For me, it was never about fighting. I can be good at it, but the reason I got my black belt in Tae Kwon Do was for my discipline, my resilience, and sharp technique. But no one really understood that. The more that happened, the more I shared my passion for martial arts with a whisper.
While I felt I had to hide my “masculine hobby” from my school peers, on the mats, I felt I had to dim my femininity from the sea of boys I was surrounded by. I would deny myself the femininity of putting my long hair up in a ponytail in between sparring matches, or communicating to my sparring partners to ease up with the power. In those sparring matches, I would bite back my tears. Now, I wish I could tell 13-year-old-me that it’s okay to cry. It’s okay to be feminine in a space that feels so masculine. It’s okay because it’s fucking hard.

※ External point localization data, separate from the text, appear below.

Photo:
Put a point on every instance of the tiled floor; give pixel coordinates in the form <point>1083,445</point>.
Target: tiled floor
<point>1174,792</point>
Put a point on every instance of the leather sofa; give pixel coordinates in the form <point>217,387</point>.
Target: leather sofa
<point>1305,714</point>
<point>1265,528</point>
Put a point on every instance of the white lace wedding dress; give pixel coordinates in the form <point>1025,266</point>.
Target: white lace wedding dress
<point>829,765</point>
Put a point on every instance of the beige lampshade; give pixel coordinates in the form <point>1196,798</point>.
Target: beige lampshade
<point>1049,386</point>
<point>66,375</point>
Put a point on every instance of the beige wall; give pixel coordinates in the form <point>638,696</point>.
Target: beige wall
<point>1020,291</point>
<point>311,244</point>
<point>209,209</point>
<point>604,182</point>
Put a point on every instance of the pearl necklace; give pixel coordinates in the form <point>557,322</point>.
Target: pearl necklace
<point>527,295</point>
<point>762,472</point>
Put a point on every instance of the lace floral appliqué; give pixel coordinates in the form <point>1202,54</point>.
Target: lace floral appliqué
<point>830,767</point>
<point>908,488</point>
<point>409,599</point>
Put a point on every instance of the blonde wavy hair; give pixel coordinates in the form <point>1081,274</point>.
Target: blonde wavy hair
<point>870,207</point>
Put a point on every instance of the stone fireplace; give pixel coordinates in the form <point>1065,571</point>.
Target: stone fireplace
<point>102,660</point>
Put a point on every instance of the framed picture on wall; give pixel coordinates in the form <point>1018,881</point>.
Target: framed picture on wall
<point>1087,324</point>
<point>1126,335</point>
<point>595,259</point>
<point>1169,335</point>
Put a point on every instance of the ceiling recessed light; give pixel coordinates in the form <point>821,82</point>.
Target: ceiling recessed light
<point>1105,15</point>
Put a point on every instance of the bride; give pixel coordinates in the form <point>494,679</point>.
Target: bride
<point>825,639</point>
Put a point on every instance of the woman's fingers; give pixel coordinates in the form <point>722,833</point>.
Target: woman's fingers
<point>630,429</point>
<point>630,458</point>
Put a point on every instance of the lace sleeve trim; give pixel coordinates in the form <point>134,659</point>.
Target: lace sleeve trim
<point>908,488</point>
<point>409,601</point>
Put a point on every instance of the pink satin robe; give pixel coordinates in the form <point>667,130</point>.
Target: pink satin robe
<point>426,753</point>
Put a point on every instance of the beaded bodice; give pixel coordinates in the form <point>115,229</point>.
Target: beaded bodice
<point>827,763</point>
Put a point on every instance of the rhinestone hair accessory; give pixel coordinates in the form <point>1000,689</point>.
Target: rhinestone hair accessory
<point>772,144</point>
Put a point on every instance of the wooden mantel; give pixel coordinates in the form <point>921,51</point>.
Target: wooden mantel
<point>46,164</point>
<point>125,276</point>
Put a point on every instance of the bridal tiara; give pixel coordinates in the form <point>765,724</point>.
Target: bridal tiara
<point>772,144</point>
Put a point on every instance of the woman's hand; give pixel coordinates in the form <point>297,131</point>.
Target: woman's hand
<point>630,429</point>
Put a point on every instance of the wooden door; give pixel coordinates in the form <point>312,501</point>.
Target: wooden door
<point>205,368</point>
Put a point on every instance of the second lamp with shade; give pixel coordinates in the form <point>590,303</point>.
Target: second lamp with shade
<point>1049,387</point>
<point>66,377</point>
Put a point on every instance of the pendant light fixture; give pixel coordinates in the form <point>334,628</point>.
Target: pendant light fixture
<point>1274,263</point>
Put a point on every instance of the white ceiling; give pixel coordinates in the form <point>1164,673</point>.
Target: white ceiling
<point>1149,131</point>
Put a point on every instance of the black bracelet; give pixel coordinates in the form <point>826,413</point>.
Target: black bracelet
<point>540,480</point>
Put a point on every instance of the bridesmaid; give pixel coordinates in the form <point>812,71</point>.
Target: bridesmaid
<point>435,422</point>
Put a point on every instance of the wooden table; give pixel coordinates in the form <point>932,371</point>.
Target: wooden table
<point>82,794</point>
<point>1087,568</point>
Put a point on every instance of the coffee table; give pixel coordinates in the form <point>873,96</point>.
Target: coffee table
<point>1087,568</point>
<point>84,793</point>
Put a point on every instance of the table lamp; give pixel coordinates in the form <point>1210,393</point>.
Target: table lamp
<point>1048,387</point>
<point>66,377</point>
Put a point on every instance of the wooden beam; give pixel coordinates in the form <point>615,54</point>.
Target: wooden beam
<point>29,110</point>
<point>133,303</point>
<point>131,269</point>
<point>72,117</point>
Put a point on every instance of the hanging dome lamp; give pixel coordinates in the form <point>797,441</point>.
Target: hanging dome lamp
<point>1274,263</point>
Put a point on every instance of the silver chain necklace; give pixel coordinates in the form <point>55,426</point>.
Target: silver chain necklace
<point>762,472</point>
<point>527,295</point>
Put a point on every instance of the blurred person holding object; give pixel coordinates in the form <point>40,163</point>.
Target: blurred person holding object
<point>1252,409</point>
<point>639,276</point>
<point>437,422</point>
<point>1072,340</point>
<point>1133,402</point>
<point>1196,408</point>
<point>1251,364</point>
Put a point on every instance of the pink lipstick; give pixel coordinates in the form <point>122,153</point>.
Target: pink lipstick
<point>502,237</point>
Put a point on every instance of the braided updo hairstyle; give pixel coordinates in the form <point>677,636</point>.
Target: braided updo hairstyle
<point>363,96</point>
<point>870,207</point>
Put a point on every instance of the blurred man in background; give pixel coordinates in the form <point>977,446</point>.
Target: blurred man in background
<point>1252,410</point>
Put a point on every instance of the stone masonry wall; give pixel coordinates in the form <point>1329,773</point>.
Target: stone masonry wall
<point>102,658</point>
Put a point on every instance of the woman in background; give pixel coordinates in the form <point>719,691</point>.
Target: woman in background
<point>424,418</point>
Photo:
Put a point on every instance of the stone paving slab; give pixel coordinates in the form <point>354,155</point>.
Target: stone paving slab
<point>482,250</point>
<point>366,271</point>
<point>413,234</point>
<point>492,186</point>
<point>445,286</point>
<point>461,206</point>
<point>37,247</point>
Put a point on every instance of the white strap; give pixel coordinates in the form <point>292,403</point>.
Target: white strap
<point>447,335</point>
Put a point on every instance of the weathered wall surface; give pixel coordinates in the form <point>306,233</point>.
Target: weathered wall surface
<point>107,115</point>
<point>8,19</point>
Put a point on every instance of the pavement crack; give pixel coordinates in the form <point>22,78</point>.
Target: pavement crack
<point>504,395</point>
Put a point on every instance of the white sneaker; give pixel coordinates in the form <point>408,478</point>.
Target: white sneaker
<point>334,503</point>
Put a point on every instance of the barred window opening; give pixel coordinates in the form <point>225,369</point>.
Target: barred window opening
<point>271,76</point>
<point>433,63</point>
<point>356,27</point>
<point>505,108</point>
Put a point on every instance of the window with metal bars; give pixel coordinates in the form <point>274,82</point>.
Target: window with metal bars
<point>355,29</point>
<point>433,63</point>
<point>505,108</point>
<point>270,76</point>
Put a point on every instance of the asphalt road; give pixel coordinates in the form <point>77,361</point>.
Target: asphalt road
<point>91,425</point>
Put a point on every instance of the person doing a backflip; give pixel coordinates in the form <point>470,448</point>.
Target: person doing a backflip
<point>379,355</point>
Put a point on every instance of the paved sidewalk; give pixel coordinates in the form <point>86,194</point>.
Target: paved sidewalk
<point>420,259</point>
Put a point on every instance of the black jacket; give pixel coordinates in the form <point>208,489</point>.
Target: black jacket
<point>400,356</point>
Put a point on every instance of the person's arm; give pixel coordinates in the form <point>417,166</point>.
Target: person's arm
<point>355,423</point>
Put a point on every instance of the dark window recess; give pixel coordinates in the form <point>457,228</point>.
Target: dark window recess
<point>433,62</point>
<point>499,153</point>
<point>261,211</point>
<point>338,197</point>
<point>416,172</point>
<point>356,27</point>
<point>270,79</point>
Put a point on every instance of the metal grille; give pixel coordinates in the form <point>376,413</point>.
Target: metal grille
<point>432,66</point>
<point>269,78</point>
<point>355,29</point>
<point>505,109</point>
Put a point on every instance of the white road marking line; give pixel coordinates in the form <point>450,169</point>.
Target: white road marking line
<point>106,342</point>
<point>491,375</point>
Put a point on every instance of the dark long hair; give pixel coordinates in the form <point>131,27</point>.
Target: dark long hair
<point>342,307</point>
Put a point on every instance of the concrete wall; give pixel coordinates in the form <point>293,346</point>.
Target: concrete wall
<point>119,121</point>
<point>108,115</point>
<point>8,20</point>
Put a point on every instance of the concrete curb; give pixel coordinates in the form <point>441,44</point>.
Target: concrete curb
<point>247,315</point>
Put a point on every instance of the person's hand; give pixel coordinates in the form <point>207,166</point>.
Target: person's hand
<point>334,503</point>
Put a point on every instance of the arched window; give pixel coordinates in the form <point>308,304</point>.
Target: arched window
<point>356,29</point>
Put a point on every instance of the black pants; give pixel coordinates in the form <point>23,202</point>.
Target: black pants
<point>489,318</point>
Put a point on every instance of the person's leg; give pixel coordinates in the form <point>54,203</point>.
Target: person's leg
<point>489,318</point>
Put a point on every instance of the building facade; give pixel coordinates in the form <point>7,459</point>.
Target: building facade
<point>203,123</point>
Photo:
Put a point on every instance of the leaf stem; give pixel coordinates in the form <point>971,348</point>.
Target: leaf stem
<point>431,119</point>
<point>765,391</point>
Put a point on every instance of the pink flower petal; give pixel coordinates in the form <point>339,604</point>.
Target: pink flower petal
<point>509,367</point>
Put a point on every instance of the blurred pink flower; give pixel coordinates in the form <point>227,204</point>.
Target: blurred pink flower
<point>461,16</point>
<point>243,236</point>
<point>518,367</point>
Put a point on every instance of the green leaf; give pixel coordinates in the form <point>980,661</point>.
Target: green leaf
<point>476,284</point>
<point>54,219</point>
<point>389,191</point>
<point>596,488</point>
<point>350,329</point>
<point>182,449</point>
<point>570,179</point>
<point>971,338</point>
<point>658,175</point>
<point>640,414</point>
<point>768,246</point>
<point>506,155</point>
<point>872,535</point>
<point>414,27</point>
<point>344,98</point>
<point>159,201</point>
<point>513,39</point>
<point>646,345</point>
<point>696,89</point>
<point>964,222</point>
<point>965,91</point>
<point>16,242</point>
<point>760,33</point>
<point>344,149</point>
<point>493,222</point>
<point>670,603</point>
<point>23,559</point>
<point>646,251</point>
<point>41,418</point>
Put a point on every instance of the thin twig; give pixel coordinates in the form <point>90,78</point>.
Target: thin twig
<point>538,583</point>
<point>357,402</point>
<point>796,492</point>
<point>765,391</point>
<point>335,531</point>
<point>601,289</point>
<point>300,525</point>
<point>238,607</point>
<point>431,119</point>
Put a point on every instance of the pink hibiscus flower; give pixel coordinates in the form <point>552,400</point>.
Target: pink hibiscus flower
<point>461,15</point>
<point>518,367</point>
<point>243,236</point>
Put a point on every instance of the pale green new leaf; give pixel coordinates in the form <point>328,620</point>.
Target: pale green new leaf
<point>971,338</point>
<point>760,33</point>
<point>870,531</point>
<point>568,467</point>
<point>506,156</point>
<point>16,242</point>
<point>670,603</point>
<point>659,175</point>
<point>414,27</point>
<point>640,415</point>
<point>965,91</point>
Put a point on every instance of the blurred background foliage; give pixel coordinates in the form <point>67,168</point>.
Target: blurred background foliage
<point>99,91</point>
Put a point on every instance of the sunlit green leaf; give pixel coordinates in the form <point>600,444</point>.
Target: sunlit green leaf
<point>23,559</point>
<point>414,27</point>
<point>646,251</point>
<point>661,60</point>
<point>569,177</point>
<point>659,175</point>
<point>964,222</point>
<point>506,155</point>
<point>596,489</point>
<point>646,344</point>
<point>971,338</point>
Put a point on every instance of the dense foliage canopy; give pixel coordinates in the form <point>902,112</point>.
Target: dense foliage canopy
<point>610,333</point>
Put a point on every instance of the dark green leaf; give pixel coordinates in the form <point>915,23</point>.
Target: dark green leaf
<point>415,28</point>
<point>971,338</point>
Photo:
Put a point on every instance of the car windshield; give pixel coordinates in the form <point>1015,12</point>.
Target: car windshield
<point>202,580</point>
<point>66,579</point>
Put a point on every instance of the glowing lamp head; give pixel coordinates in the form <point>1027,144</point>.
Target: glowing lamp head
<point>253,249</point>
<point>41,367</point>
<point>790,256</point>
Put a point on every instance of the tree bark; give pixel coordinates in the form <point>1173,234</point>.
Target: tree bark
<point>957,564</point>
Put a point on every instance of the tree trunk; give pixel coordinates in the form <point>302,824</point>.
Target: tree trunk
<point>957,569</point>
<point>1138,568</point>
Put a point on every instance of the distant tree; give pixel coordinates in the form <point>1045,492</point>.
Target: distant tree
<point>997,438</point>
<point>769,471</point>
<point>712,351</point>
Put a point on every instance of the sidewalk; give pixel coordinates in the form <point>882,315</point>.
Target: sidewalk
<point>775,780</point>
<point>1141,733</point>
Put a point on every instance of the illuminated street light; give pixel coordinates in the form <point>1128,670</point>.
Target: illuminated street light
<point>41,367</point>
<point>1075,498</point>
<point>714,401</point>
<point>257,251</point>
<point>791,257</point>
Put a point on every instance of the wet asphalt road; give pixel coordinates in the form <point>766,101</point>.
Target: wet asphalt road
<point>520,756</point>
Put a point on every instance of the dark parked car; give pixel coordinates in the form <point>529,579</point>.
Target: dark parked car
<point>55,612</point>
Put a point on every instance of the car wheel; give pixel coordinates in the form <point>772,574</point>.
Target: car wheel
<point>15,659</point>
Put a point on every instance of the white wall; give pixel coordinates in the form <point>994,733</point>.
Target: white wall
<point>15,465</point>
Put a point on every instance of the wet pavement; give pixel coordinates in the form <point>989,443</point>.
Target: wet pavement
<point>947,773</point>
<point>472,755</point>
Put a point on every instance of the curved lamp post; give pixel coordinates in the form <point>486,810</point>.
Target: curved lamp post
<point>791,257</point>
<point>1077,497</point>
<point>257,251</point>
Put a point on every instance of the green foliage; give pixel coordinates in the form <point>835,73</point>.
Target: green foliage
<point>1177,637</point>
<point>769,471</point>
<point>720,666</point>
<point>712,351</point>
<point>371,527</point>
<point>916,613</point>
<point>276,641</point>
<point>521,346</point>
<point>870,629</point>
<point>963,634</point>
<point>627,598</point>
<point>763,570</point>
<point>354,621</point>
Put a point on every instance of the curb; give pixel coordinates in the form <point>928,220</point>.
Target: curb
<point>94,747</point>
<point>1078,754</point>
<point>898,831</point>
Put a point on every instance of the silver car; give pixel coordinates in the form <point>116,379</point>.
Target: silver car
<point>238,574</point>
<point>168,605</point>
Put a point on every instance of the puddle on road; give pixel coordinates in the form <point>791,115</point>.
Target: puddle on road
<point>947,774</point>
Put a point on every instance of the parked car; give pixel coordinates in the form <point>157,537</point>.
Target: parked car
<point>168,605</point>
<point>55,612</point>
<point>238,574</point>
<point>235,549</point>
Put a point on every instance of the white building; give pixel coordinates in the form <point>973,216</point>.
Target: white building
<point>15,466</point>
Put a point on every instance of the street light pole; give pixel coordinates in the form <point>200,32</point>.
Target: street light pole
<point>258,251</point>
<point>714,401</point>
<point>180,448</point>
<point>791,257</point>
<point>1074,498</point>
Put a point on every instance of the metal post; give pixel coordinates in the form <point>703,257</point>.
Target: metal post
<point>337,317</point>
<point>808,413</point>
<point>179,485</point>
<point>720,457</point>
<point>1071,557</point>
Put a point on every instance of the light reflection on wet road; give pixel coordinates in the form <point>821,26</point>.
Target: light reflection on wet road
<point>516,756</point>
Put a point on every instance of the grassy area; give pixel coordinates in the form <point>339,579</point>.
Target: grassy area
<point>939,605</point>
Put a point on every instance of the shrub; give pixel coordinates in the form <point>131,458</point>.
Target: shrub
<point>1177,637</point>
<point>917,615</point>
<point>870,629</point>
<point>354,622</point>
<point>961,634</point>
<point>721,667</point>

It wasn’t until a year before I got my black belt that I finally accepted who I was in both spaces, no longer dimming any part of myself. It took a while to realize how cool and truly badass it is to do martial arts, especially as a woman. The day I got my black belt (February 2021), the Tae Kwon Do school I grew up in closed due to COVID. When I moved to New York in 2023, I began training in Brazilian Jiujitsu, excited to be a white belt once again. A year later, I earned my blue belt, which is now what I proudly train as.
It took 14 years to realize how beautifully martial arts harmonizes my internal feminine and masculine energies–my yin and yang. It’s perfect. Because of this, I don’t train for a belt. I train to live. I train to be me.